Know that in Australia, only the Department of Home Affairs can grant, refuse or cancel your student visa. You can also register with the local office of the consulate for your country of origin when you arrive in Victoria, as they are a reliable source of information about your home country. You can find more information on visa scams, and how to report a visa scam, on the Department of Home Affairs website.

Course fees

Some international students are encountering scams around their course fees. In this scam, the student is approached by someone who claims they can bargain a cheaper rate on the student’s course fees. The scammer may even recruit international students to approach other students on their behalf.

Be aware that fees are set by your education provider and are not negotiable. You should never pay your fees to anyone other than your education provider, via the payment methods detailed in your acceptance letter. If you’re ever unsure about fees, have a problem paying them or need further advice, contact your education provider and talk to dedicated student advisors who are there to help you.

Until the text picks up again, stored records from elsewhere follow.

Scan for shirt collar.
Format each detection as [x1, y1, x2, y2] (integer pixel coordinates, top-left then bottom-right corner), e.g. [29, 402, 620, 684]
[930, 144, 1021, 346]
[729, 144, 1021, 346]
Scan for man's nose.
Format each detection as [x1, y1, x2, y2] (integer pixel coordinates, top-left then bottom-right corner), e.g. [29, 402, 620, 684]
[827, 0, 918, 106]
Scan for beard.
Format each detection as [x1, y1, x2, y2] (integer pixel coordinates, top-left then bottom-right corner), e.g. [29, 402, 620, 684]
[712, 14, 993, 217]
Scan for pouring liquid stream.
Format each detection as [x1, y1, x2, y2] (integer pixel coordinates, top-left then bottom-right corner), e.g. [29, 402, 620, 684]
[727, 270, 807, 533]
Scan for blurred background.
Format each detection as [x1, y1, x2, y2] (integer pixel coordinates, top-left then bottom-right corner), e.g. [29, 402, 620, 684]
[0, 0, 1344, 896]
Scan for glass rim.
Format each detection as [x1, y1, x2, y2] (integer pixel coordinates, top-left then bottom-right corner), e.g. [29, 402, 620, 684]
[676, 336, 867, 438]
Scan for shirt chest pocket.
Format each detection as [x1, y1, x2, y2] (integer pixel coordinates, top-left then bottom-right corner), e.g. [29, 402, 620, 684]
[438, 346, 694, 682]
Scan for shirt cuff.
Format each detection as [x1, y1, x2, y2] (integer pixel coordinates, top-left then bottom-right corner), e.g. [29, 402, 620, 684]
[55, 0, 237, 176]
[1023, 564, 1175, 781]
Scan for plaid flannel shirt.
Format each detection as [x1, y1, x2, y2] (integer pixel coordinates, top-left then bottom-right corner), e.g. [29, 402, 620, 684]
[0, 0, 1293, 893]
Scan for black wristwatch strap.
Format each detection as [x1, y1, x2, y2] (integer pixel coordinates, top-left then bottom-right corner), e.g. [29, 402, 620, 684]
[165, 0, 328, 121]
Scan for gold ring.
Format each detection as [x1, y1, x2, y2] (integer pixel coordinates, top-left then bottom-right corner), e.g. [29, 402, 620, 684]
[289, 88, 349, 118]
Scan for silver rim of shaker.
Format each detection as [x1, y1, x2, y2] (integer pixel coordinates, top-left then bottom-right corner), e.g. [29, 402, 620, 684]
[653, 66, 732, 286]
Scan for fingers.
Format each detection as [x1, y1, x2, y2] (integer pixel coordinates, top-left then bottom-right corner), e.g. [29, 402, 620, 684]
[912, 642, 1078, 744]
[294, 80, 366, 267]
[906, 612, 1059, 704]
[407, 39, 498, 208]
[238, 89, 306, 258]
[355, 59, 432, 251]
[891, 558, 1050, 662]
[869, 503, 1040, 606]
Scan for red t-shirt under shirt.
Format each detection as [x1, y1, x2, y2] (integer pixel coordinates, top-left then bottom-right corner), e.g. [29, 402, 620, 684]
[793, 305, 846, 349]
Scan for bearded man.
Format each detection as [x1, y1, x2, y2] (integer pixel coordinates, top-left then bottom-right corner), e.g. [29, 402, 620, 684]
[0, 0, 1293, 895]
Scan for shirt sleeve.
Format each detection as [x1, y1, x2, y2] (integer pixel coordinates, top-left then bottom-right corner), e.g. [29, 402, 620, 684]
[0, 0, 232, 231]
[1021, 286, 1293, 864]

Social media or online forums

Social media, online forums and virtual meet-ups are great ways to connect with other students when you first arrive in Victoria. But, be careful with the information you give out and the personal details you display online.

Some rules to follow include:

  • If an email looks suspicious, delete it without opening it
  • If you’re not sure a group or forum is legitimate, ask a friend for a second opinion
  • Make sure you don’t display or give out your personal details online
  • Check documents you send don’t contain sensitive information
  • Never send someone your bank account details, passport number or current address via email
  • Use antivirus and security software on your computer and mobile phone
  • Check your bank and credit card statements regularly for suspicious activity and contact your bank’s helpline immediately if something is not right
  • Know that your bank will never send you confirmation of identity or bank account details via email
  • If you think you may have encountered an online scam, contact Scamwatch or ReportCyber immediately for help

Rental conditions

Finding a new place to live is an exciting part of your student journey. But, if you’re moving into a private rental, it pays to be aware of your rights as a renter so you can protect yourself from difficult or dangerous situations. In some cases, students may be asked to either enter into an illegal rental arrangement that is unfairly controlling, or for money upfront that is then not passed on to the correct person.

Be aware that no one should hold your passport or other important documents while you’re renting accommodation from them. If anyone refuses to give you a key or card to enter the building or asks you not to answer the front door, this is a sign the agreement they’re asking you to adhere to may put you in danger.

Dr Heather Holst, the Commissioner for Residential Tenancies, recommends trusting your instincts and reaching out for advice.

If it doesn’t feel right, there could well be something wrong with what you are being asked to do. My advice is to check in with Study Melbourne or Consumer Affairs Victoria before you sign a contract and at any point where you are worried that something is not right.

You don’t need permission from your landlord or other tenants to call and you won’t be in trouble for doing so.